Marc Dones (they/them) is an independent consultant, writer, and researcher whose career has been defined by an unorthodox willingness to sit at the intersection of structural critique and direct action. Trained in psychiatric anthropology at New York, Dones has spent over 15 years working to transform the public systems that shape—and too often fail—the most marginalized communities in the United States.
Currently in a period of retirement from full-time executive leadership, Dones works as an independent consultant and writer. Most recently they served as the Policy Director for the UCSF Benioff Homelessness and Housing Initiative, where they supported policymakers across the country on evidence-based policy solutions to homelessness and housing instability and co- authored a number of reports.

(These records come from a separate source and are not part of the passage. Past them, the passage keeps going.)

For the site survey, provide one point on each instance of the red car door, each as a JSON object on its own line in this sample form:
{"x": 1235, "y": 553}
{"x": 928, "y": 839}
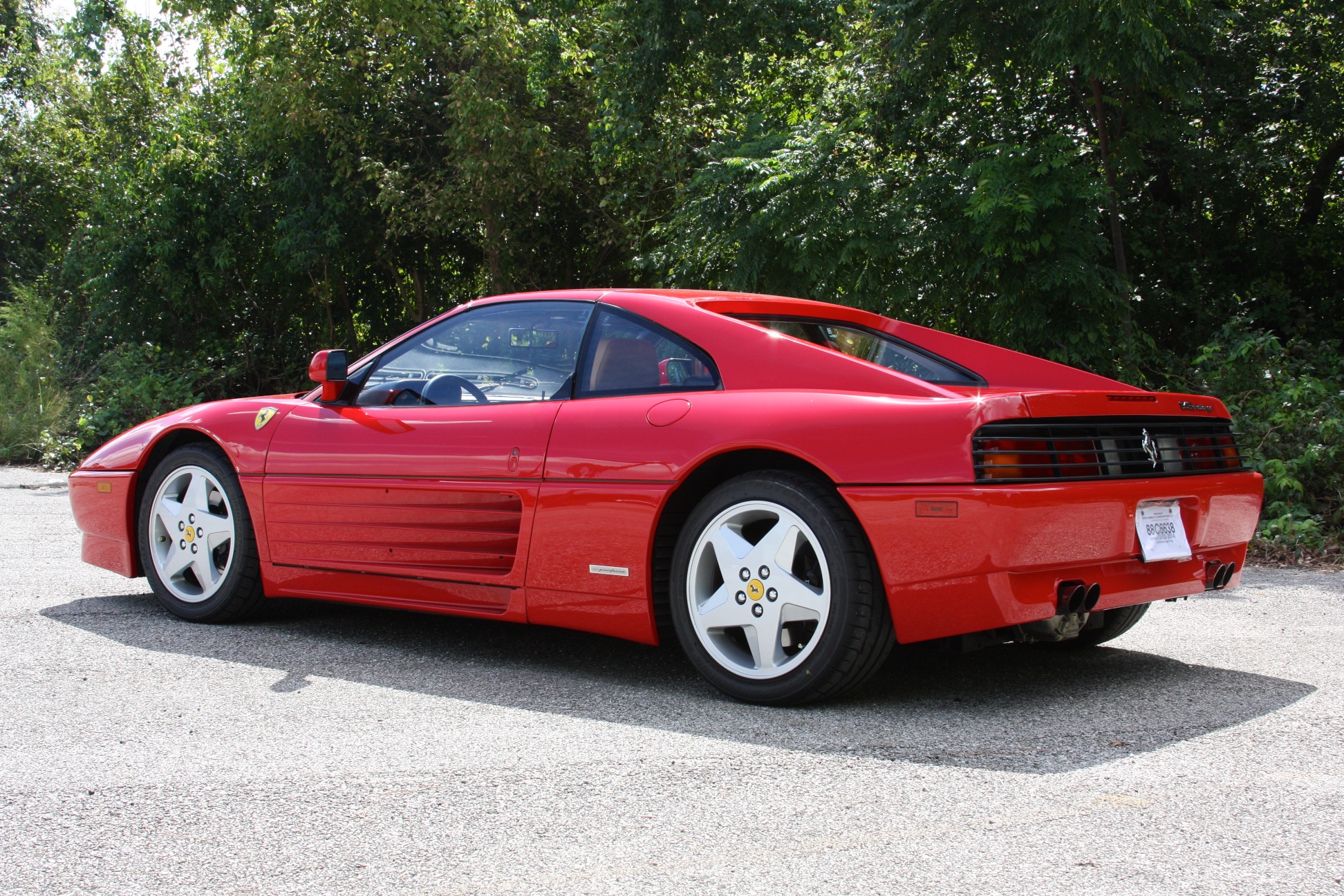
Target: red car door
{"x": 431, "y": 472}
{"x": 589, "y": 566}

Prior to that, Dones served as the inaugural CEO of the King County Regional Homelessness Authority (KCRHA), an agency they originally helped design beginning in 2018. The KCRHA was created to unify and coordinate policy, funding, and services for people experiencing homelessness across all of King County—including Seattle and 38 suburban cities—under a single regional umbrella. In this role, Dones oversaw a $250 million budget and a staff that grew from three employees to over 100. Under Dones’ leadership, KCRHA became the first entity in King County to produce a meaningful decline in unsheltered homelessness numbers in approximately two decades.
Dones founded and served as Executive Director of the National Innovation Service (NIS), an organization focused on transforming public systems through racial equity and social justice. At the Center for Social Innovation (C4), they led the SPARC Initiative (Supporting Partnerships for Anti-Racist Communities), engaging eight jurisdictions, and the U.S. government in a multi-year effort to reframe homelessness as a racial justice issue—work that catalyzed a tectonic shift in how governments and philanthropies understand the structural roots of housing instability.
At the state level, they worked on the design and implementation of Governor Deval Patrick’s $10 million annual youth violence reduction program across 11 Massachusetts cities and served as policy manager for the Massachusetts Special Commission on Unaccompanied Homeless Youth.
Dones has been recognized for their work with awards from The National Urban League and the True Colors Fund, named one of Seattle’s 25 Most Influential People, testified to Congress, was named a Robert Wood Johnson Public Health Fellow, and has spoken at the White House. Dones has also been a faculty member at SVA’s graduate program and lectured at universities across the country. Their work has been published in numerous academic and public outlets.
As a queer, Black, non-binary person who has experienced institutionalization and housing instability firsthand, Dones brings a combination of academic rigor, policy expertise, and personal knowledge to everything they do. Their career reflects a consistent conviction: that the systems producing suffering can be remade, and that the people closest to the problem are the ones best positioned to lead that transformation.